Agent Evaluation (Direct) Skill

Evaluate agents by running tasks directly and comparing responses. OpenCode submits tasks to each agent using scripts/run_agent.py, then evaluates results with agents/benchmark.py.

Workflow

•Define task - OpenCode determines the evaluation task
•Run agents - Execute scripts/run_agent.py for each framework
•Collect responses - Capture output from each agent
•Evaluate - Use ComparativeEvaluator to score responses
•Report - Present results in table format

CLI Commands

Run single agent:

bash

python scripts/run_agent.py autogen "List 3 GitHub issues"
python scripts/run_agent.py crewai "List 3 GitHub issues"
python scripts/run_agent.py openhands "List 3 GitHub issues"

Run all agents:

bash

python scripts/run_agent.py all "List 3 GitHub issues"

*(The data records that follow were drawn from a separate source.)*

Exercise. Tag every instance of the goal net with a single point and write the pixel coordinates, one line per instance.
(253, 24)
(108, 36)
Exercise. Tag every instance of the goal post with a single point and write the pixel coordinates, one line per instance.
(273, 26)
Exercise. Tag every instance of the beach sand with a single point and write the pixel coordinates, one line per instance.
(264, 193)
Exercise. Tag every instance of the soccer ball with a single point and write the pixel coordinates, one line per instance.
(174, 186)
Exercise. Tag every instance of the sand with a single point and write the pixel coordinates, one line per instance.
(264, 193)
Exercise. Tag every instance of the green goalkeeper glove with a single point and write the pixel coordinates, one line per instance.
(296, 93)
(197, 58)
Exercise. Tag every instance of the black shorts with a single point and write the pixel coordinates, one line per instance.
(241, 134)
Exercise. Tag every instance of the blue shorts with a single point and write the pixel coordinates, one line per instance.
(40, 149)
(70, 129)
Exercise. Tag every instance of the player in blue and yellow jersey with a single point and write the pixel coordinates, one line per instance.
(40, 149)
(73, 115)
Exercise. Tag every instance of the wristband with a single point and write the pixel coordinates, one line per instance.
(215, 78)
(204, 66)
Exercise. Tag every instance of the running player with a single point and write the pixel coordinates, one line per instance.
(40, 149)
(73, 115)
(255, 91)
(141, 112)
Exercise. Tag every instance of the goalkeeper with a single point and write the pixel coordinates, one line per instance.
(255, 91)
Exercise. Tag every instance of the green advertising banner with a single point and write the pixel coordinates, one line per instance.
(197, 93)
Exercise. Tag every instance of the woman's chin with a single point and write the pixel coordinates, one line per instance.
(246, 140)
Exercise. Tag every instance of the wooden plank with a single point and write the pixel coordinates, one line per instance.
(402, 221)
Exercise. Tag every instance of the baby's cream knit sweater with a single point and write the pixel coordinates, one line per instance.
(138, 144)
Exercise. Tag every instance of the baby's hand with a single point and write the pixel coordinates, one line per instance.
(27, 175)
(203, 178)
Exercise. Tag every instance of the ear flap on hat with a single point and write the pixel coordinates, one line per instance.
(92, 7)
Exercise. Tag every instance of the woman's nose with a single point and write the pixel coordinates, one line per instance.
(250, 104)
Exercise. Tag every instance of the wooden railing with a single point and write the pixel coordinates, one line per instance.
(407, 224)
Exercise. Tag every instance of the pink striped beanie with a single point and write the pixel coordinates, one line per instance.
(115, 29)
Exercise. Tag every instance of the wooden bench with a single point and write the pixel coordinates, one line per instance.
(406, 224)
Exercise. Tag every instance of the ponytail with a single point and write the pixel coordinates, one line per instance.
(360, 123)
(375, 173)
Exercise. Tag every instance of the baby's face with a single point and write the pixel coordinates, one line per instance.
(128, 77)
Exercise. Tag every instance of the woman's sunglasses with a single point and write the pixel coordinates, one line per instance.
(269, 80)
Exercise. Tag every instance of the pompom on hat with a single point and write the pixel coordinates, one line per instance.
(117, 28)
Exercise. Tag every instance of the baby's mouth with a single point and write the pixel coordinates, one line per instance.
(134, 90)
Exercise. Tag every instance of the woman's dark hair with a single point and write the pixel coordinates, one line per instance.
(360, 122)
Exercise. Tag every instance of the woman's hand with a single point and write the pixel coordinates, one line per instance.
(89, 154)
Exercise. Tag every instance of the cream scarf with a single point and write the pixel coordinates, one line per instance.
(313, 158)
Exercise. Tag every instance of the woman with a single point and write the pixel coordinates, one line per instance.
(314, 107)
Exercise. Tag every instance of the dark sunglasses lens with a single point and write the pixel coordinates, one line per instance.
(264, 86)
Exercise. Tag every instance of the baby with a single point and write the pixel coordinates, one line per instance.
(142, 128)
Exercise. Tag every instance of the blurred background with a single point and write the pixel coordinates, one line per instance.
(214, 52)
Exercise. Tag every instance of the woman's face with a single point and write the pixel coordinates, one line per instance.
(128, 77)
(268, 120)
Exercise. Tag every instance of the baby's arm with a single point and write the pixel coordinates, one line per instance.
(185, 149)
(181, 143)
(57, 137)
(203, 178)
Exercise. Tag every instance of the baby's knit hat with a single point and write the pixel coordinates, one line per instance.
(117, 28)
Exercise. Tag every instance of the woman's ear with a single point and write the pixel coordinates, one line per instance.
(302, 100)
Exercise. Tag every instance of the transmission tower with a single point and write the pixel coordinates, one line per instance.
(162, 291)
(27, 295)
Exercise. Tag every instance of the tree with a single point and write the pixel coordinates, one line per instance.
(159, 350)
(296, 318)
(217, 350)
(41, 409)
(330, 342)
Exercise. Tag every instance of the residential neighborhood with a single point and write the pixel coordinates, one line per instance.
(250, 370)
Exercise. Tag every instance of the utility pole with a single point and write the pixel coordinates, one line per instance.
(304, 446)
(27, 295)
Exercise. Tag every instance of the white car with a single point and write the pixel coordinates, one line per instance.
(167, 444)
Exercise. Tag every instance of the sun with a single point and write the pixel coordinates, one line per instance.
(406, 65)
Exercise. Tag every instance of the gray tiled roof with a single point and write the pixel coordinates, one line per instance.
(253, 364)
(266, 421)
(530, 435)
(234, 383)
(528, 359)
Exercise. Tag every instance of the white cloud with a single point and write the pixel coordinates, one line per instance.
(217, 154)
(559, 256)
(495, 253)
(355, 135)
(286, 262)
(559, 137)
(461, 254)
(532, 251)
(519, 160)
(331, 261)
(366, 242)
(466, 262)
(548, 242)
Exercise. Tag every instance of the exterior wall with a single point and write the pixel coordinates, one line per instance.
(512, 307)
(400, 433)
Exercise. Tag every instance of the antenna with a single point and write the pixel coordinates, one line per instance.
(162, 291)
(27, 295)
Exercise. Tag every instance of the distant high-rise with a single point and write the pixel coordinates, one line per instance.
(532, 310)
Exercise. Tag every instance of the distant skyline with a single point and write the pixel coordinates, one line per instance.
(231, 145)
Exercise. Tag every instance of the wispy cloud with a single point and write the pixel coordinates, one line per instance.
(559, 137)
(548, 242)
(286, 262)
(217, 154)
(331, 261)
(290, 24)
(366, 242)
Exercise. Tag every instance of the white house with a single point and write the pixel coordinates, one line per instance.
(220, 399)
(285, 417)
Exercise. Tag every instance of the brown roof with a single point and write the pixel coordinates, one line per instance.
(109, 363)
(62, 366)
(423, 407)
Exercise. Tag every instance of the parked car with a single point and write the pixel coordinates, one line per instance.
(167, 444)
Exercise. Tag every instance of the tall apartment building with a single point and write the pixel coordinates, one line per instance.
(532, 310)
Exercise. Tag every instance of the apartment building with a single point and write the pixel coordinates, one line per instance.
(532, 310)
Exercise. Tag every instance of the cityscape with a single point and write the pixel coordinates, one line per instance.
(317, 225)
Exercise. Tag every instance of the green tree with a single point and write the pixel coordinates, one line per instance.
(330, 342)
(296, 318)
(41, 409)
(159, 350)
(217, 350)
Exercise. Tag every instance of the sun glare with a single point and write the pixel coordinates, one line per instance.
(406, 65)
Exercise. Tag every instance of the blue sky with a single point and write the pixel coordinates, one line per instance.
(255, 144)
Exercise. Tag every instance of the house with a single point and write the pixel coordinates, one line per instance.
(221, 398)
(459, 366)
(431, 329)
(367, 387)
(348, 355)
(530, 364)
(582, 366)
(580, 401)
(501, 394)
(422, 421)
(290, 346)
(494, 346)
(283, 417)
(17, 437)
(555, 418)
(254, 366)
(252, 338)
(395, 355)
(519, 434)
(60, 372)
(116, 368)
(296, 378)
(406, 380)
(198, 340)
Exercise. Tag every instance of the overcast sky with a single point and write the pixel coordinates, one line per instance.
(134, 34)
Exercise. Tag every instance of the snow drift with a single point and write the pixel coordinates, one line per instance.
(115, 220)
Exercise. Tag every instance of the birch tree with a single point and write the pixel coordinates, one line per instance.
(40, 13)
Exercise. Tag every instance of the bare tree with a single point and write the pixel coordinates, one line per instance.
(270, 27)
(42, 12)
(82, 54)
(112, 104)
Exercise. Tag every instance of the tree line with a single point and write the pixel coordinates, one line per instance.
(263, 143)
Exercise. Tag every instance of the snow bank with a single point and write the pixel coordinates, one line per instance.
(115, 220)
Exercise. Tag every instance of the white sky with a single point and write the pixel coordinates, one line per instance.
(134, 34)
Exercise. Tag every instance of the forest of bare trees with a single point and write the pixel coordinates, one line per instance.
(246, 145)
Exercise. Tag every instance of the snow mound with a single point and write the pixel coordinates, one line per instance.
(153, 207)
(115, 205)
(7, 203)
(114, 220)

JSON output (for parsing):

bash

python scripts/run_agent.py autogen "List 3 GitHub issues" --json

Options:

•--role - Agent role: software_engineer, support_engineer, release_engineer
•--json - Output as JSON
•--timeout - Timeout in seconds (default: 180)

Required Output Format

Agent Responses

For each agent run, capture:

Field	Description
Framework	autogen, crewai, openhands
Task	The input task
Response	Agent's output
Latency	Time in ms
Success	true/false

Evaluation Results

Framework	Input	Output	Score	Feedback	Recommendations
AutoGen	{task}	{truncated}...	4/5	{feedback}	{improvements}
CrewAI	{task}	{truncated}...	3/5	{feedback}	{improvements}
OpenHands	{task}	{truncated}...	5/5	{feedback}	{improvements}

Summary

Metric	Value
Winner	{framework}
Reasoning	{why}
Judge Model	{model}
Eval Time	{ms}

Evaluation Steps

Step 1: Run Each Agent

bash

# Run and capture output
python scripts/run_agent.py autogen "YOUR_TASK" --json > /tmp/autogen.json
python scripts/run_agent.py crewai "YOUR_TASK" --json > /tmp/crewai.json
python scripts/run_agent.py openhands "YOUR_TASK" --json > /tmp/openhands.json

Or run all at once:

bash

python scripts/run_agent.py all "YOUR_TASK" --json

Step 2: Evaluate Responses

Use ComparativeEvaluator from agents/benchmark.py:

•Extract response field from each agent's output
•Call evaluator.evaluate(task, responses)
•Format results into table

Scoring Scale

Score	Meaning
0	Failed/error
1	Mostly wrong
2	Partial
3	Acceptable
4	Good
5	Excellent

Example Tasks

Task	Role
List 3 recent GitHub issues	software_engineer
Summarize Sentry errors this week	support_engineer
Generate release notes for v1.2.0	release_engineer
Triage open PRs	software_engineer
Check CI status	release_engineer

Key Files

File	Purpose
`scripts/run_agent.py`	CLI to run agents with tasks
`agents/benchmark.py`	`ComparativeEvaluator` for scoring
`agents/autogen/*.py`	AutoGen agents
`agents/crewai/*.py`	CrewAI agents
`agents/openhands/*.py`	OpenHands agents